You lost me on the Stefan-Boltzmann equations, but yes Mr Craig Kelly, Australian federal member for Hughes, is the same politician recorded as saying smokers should be treated like lepers. Before election, he was a Rugby Union player and export manager for the family furniture business. He did however note during parliamentary committee on law enforcement proceedings that high tobacco taxes fuel the black market, so we can safely assume he has a talent for the bleeding obvious.
Perhaps the explanation is this: The less anyone knows about something, the more certain they will be about it….
…Perhaps in part it’s because the less you know about something, the easier it looks.
That’s why the 2 biggest drains, tobacco control and man-made climate change advocates, of public monies will eventually fail: They both are too certain.
It’s also why we have Greta Thunberg, who one can say with almost perfect certainty knows absolutely nothing at all about climate (and even less than Russell Crowe), if only because she never goes to school.
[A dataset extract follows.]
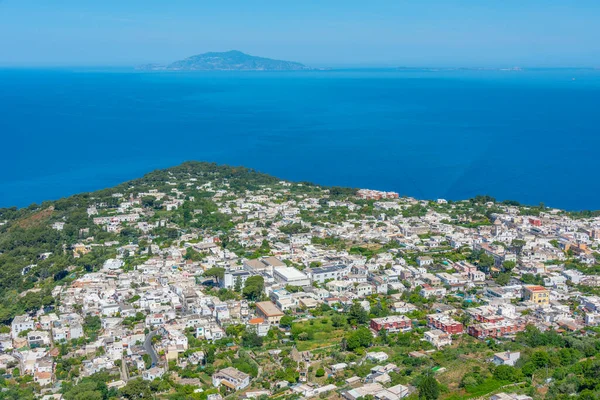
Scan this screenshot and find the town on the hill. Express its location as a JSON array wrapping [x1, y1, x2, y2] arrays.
[[0, 163, 600, 400]]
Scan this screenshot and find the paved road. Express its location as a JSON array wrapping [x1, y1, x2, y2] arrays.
[[144, 331, 158, 366]]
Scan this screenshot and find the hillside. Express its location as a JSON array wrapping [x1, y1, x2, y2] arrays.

Hers is the perfect certainty that comes with perfect ignorance.
The kid is just a tool, blissfully unaware that she will carry the (public) can when everything goes t*ts up.
It’s not just climate science. It’s the same with everything else. Including smoking and smoking bans. Everybody knows that lung cancer is caused by smoking tobacco. It’s quite simple, and perfectly obvious. And ten minutes after learning this, they’ll have become rabid antismokers who want to ban smoking everywhere, and who will regard tobacco companies as the embodiment of pure evil.
Today the BBC bleated that A&E departments no longer can cope and that we should avoid going to A&E unless we absolutely have to. The blame for the NHS mess in part is the increasing ageing population. And this increasing ageing population is just the early baby-boomers (wait for the full baby-boomer years), those who grew up when ashtrays were offered to visitors, common sense ruled, and communities stuck together.
Can we have common sense again, please?
Years and years ago, I worked on a short project for a biosciences firm, testing levels of cotinine (what our bodies break nicotine into) in various people. We were testing saliva for this, because it is less trouble to obtain and use than is blood.
Everyone has a little cotinine in their blood; tomatoes and potatoes produce trace amounts of nicotine as they’re in the same family as tobacco plants. The study compared non-smokers who were exposed to no smoke, non-smokers who lived with smokers and thus had some exposure, and actual smokers.
Non-smokers had 5 to 15 picograms of cotinine per ml of saliva.
Non-smokers who lived with smokers were a little higher, at about 20-30.
Smokers showed levels up in the hundreds of picograms per ml.
What this demonstrated is that non-smokers and non-smokers exposed to tobacco smoke had fairly similar amounts of cotinine in their blood; levels which could be described as “trace”. Smokers had orders of magnitude more cotinine, therefore were exposed to proportionately more smoke than non-smokers in smoky atmospheres.
In my opinion, the propaganda about secondhand smoke is just that: made-up lies with next to no evidence behind it. Tobacco smoke is a mild carcinogen, it is true, but you have to expose yourself to a hell of a lot of it to have any real effect, and non-smokers simply do not do this.